Also has there been any change in his routine and exercise levels, I notice you say that you are pregnant? If he is not being exercised so much as he may have been before, or isn't being given so much attention in other ways, so not getting the physical and mental stimulation he may have been having that may not be helping. A bored under exercised under mentally stimulated dog can often lead to unwanted behaviour too. At 6 months when they reach adolescence can be a challenging time for any owner, even if they were pretty well trained before, you often notice that they may not be so good at obeying commands and doing things like coming when called. Carrying on with training sessions at this age is more important then ever, so doing some training sessions going through commands he may already know and adding new challenges in training can help. Often doing some training mixed with some play like chasing about and retrieving a ball or toy can wear them out more then just a short on lead walk as it provides mental as well as physical stimulation.
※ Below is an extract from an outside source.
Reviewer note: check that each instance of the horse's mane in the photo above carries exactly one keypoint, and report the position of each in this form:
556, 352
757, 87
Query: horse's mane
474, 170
If the do have to be left, then providing them with interactive toys, like a classic kong for wet food and other things, or a kong wobbler for kibble can help as again it provides them with mental and physical stimulation and they can self amuse. You can use dry food from his allowance in the kong wobbler if on dry or wet food from his allowance with the kong classic, there are lots of other things you can fill the kong classic with too, for variety and to keep them interested. See link for ideas
http://www.kongstuffing.com/

Chewing is a good de stresser for dogs too, so providing him with safe long lasting type chews can help them self amuse and settle. Even when they appear to have finished teething at 6 months teeth are still settling into the jaws so often about this age they often start to chew things again so it can help that way too, as well as providing them with something to do.

If his walks have been less, then you can also do things like scent games, if you google dogs scent games it should give you some ideas of games you can set up in the house or garden to provide mental stimulation.


----------